| Power series |
Power series are implemented within the class series from series.hpp.
#include <numerix/rational.hpp>
#include <algebramix/series.hpp>
series<rational> z (rational (1), 1); // variable z
series<rational> f = 1 / (1 - z);
mmout << f[10] << "\n";
Series are implemented in a lazy way, which means that the precision has not to be specified in advance. Computations are actually done when a coefficient is actually needed.
The precision used for printing the power series can be set to n in the following way:
series<C,V>::set_output_order (n);
Instead of printing an approximation of the series, it is possible to display the formula it has been built from, as follows:
series<C,V>::set_formula_output (true);
Withing equality test the precision to be taken into account can be set to n via:
series<C,V>::set_cancel_order (n);
The name of the variable to be printed can be set to z with the following command:
series<C,V>::set_variable_name ("z");
Naive algorithms for power series are implemented in series_naive.hpp. For instance the product implemented therein has a quadratic cost.

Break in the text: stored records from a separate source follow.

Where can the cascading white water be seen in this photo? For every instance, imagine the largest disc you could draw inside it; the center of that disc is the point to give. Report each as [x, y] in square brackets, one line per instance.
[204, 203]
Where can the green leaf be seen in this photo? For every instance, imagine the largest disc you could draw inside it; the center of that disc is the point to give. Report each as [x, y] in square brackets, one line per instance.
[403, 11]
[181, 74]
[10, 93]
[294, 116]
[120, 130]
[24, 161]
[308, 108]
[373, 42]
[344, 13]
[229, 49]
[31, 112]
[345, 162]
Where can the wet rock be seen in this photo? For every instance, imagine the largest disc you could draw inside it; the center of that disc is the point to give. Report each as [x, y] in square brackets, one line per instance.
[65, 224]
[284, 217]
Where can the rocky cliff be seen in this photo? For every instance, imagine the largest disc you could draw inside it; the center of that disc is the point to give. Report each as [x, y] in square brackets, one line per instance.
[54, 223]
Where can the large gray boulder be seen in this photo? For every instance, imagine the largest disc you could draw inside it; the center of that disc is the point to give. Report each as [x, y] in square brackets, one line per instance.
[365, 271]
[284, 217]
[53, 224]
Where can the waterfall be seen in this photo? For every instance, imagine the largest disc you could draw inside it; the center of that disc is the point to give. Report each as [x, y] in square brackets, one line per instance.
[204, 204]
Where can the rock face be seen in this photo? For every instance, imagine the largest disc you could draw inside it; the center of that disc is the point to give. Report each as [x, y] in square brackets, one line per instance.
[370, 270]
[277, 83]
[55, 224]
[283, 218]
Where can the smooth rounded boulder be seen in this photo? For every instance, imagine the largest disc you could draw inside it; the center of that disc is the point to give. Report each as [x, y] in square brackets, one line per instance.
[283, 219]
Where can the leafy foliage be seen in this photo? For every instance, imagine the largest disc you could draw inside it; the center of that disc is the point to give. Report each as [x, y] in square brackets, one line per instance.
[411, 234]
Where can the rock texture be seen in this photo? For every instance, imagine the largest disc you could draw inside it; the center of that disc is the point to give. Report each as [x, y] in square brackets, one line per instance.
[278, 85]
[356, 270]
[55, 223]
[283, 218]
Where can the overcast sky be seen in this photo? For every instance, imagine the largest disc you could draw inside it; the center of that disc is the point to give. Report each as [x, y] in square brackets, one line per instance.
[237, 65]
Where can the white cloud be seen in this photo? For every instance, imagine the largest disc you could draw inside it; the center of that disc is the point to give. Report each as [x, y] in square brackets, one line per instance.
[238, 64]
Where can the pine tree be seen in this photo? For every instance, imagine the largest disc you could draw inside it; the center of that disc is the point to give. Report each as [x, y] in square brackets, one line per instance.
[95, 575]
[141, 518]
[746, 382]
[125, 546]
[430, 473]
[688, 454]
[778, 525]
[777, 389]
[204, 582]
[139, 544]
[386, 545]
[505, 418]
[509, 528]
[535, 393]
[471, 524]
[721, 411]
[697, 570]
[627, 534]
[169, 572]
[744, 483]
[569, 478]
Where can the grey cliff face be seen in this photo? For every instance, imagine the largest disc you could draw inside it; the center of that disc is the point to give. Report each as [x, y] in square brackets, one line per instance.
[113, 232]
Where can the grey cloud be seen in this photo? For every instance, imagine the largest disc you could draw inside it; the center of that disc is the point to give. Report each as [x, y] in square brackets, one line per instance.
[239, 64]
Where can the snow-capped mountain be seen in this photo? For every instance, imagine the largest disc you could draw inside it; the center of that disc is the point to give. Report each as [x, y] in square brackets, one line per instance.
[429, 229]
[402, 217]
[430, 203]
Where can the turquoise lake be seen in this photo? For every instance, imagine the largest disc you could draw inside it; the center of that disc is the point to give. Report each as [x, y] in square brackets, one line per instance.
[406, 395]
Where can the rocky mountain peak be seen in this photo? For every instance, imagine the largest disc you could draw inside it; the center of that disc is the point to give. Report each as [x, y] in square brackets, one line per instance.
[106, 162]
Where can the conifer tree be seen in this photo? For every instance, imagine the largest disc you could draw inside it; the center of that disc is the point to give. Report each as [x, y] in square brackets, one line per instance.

Over numerical types, elementary functions are available from series_elementary.hpp.
The relaxed product for power series is implemented in series_relaxed.hpp.
#include <numerix/rational.hpp>
#include <algebramix/series.hpp>
#include <algebramix/series_relaxed.hpp>
#define V series_relaxed<series_naive>
series<rational,V> z (rational (1), 1); // variable z
series<rational,V> f = 1 / (1 - z);
mmout << z[10] << "\n";
The relaxed product has a softly linear cost.
A series f is said to be recursive if it satisfies an equation f = Φ(f) that allows to compute the n-th coefficient of f as the n-th coefficient of Φ(f) with the only knownledge of the n - 1 first coefficients of f, whenever n is larger than an integer k called the index.
For example f(z) = f(z)2 + z f(z)+1, with f0 = 1 can be implemented as follows:
template<typename C, typename V>
struct example_series_rep : recursive_series_rep<C,V>
example_series_rep () {}
syntactic expression (const syntactic& z) const {
return apply ("example", z); }
series<C,V> initialize () {
series<C,V> f= this->me ();
this->initial (0)= C(1);
return square (f) + lshiftz (f, 1) + C(1); }
template<typename C, typename V>
example_series () {
series_rep<C,V>* rep= new example_series_rep<C,V> ();
return recursive (series<C,V> (rep)); }
Implicit series are implemented in series_implicit.hpp.
Vectorial and matricial auxilary functions are available from series_vector.hpp and series_matrix.hpp respectively. They are useful for computing recursive vectors of series.